Como observadora, como vês as histórias que estão sendo contadas no cinema latino-americano?
Me parece que o cinema latino-americano tem muito a falar de si. O cinema latino-americano tem muitíssimos entrevistadores consagrados e entrevistadores ruins também, mas, agora, antes de mais nada, a batalha mais difícil do cinema da América Latina é a produção, agora estamos tendo na América Latina uma influência do cinema de Hollywood muito forte, não apenas nós, mas todo o mundo está sofrendo, e lamentavelmente é uma coisa que está crescendo e que cada vez os países têm mais dificuldade para produzir o seu próprio cinema, que conte sua própria história. E se uma sociedade, se um povo não pode contar sua própria história, o que ele tem? Assim como tem os desafios, o cinema latino deve ser muito criativo para contar as próprias histórias, da melhor maneira possível , e lutar muito para que não fiquemos sem as ferramentas para produzir.
As pessoas de maneira geral, leigos, acham que a maior referência do cinema argentino é Ricardo Darín. Para ti, no cinema argentino, quais são os outros nomes que são aparecendo?
Darín não é só uma referência no Brasil, mas na Argentina também. O que ele, de alguma maneira, simboliza, principalmente os anos 1990, a transformação do cinema argentino. Nessa época, tinha uma divisão muito grande entre cinema autoral e filmes comerciais, que eram menos interessantes pelo conteúdo. A partir desse momento que foram feitos muitos filmes diferentes, que eu tive também a sorte de protagonizar, se entenderam como outro tipo de cinema, onde se combina um cinema de qualidade com o comercial. Sínteses entre o comercial e o autoral. Nisso, o cinema argentino passou a ganhar muito público. E isso é uma expressão muito comum entre outros países. Essa síntese que se deu, que continua até agora, foi muito boa para o cinema argentino. Não passou a seguir apenas a linha do cinema independente, de autoria, mas sim passar a chegar a um público maior, que passou a poder ver filmes argentinos que antes não via. Esse é um benefício de todo o cinema. E Darín foi, de alguma maneira, a imagem disso, e segue sendo, porque vive fazendo projetos, porque é claro que realizou as principais produções da Argentina, então é uma contribuição imensurável, e ele, como ator e também como emblema dessa transformação do cinema argentino é o que mais se sustenta com o tempo.
Na tua opinião, como está colocada a mulher e o feminino no universo do cinema argentino, latino e mundial?

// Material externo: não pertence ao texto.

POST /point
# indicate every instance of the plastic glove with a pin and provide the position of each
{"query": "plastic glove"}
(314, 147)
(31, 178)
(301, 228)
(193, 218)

Este é um mundo extremamente sexista, infelizmente. Acho que, felizmente, as coisas mudaram, mas esses dias mesmo, lendo uma nota na internet, sobre a diretora de Mulher Maravilha, vi que usualmente, um diretor nos EUA cobra 3 milhões de dólares, e ela só pediu 1 milhão. E quando a chamaram para produzir o Mulher Maravilha 2, ela pediu 3 milhões, e eles disseram que não, não poderia ser. E, veja, isso é um exemplo do que significa ser mulher dentro do sistema machista, onde muitas atrizes de Hollywood vêm declarando essa discriminação, que existe a respeito dos salários, e dentro dessa situação a maior parte dos diretores é homem, as diretoras mulheres são a proporção de apenas 20%, na Argentina ou no mundo. É um terreno sobre o qual ainda temos muito o que percorrer. O que está claro é que a participação feminina é indispensável para qualquer arte, inclusive ao cinema. Creio que isso deve ser levado como fator importante para a curadoria, mas não como uma condição meramente de gênero, os filmes são bons ou ruins, não importa se dirigidos por uma mulher ou por um homem. Não vou assistir a um filme unicamente por ser feito por uma mulher, esse seria um ponto de vista errado, os filmes são feitos por seres humanos, e alguns são bons e outros maus, e alguns seres humanos dirigem bem e outros mal, independente de serem mulheres ou homens.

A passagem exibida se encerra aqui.